With the rainwater collection system's inlet piping complete, we've been waiting for a good rain to test it out. That rain came this weekend.
I am happy to report that the cistern is now about three-fourths full.
And the piping seemed to work pretty much exactly as it was supposed to. Rain flowed down from the roof, into the gutters to the downspouts, through the underground lines, back up the inlet piping, into/across the first flush device, and then into the tank.
(Yeah, we still have the old rainbarrel set up next to the new downspout. It's nearly full and has been serving all of our watering and cleaning needs throughout this never-ending project.)
(And yeah, the yard is still a torn-up mess.)

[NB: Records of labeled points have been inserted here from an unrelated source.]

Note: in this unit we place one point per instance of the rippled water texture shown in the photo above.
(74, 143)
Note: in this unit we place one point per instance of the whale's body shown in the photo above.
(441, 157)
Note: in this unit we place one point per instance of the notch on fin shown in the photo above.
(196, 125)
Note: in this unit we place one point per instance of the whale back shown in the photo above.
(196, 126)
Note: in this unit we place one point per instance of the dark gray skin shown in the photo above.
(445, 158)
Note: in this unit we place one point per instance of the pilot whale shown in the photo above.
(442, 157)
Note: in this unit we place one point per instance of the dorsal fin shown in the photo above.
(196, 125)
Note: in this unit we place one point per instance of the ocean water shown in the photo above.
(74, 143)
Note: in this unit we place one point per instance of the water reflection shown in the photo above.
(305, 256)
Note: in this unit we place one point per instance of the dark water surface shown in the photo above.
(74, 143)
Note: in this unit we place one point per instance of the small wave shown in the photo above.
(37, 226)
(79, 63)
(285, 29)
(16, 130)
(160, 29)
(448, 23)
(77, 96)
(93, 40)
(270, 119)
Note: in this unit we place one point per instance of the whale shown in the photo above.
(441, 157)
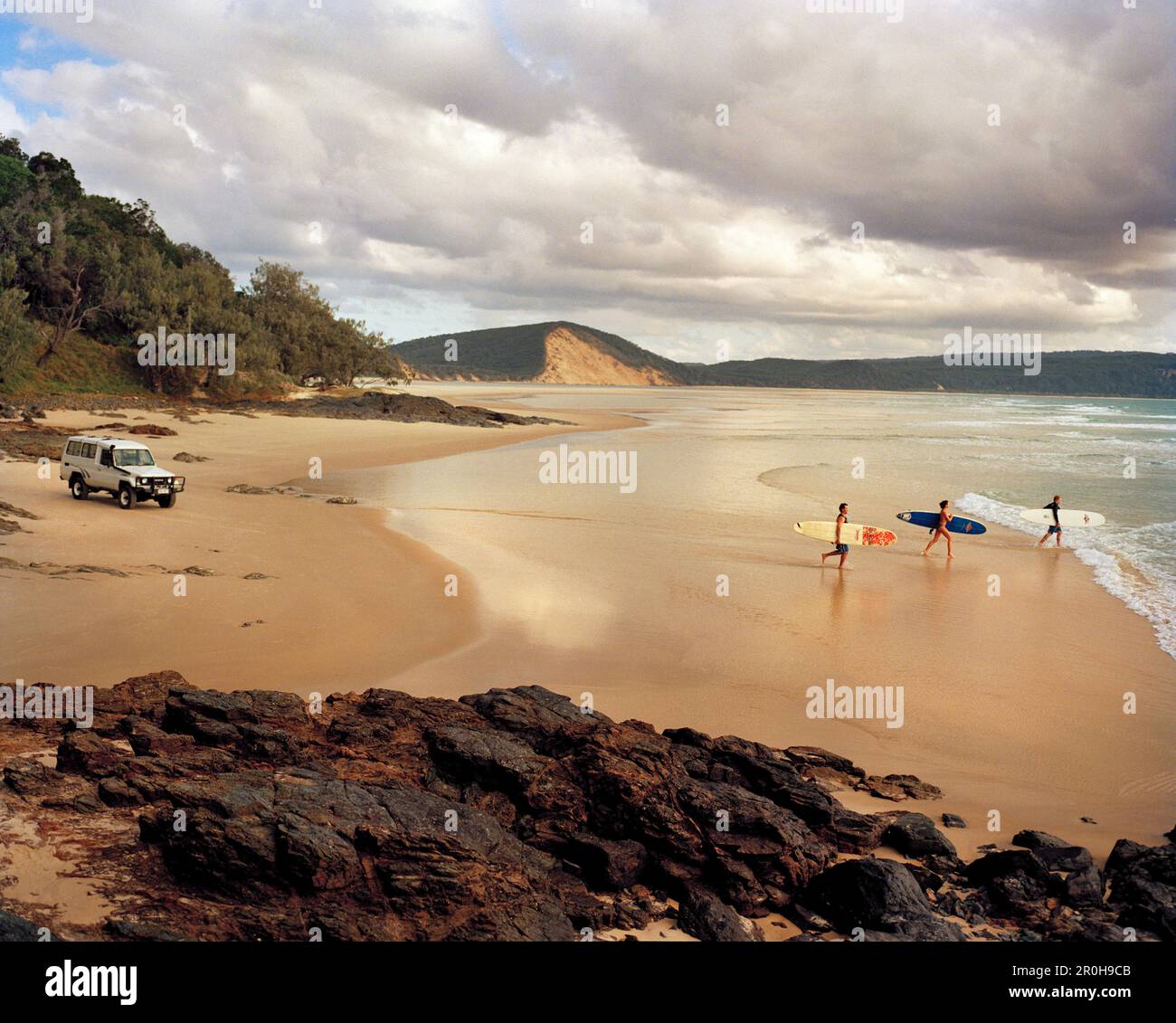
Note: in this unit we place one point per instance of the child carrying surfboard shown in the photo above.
(941, 529)
(838, 545)
(1054, 506)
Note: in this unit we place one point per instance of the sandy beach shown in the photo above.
(1012, 705)
(346, 603)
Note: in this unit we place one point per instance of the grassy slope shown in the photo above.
(81, 365)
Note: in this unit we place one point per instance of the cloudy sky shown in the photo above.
(433, 164)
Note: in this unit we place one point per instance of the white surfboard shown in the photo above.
(858, 535)
(1069, 517)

(And yeah, the gravel area is, too.)
We did detect some leakage in the pipes, but it was all above-ground, and it's nothing that can't be fixed. The nozzle on the first flush was too big, allowing a steady stream of water to escape instead of a gentle trickle.
The first flush kit came with several drippers in different sizes, so it was no big deal to swap it out for a smaller one. The larger cap (just upstream of the black nozzle) also had a pretty serious leak, but a few inches of Teflon tape will take care of it.
The cleanouts that we put at the base of each downspout (plus two more underground) need some Teflon tape, too. Cleanouts aren't usually under pressure, so they're not made to be totally watertight.
Although it would have been nice to fill the cistern in one rain event, I'm actually pretty glad it didn't fill completely. The one part of the piping related to getting water in that isn't finished is the overflow drain. Currently there's just a 90-degree turn coming out of the tank...and then nothing.
An overflow situation this weekend would have made a big, muddy mess. Now that we're six or seven feet closer to full, the overflow piping just made it to the top of the to-do list.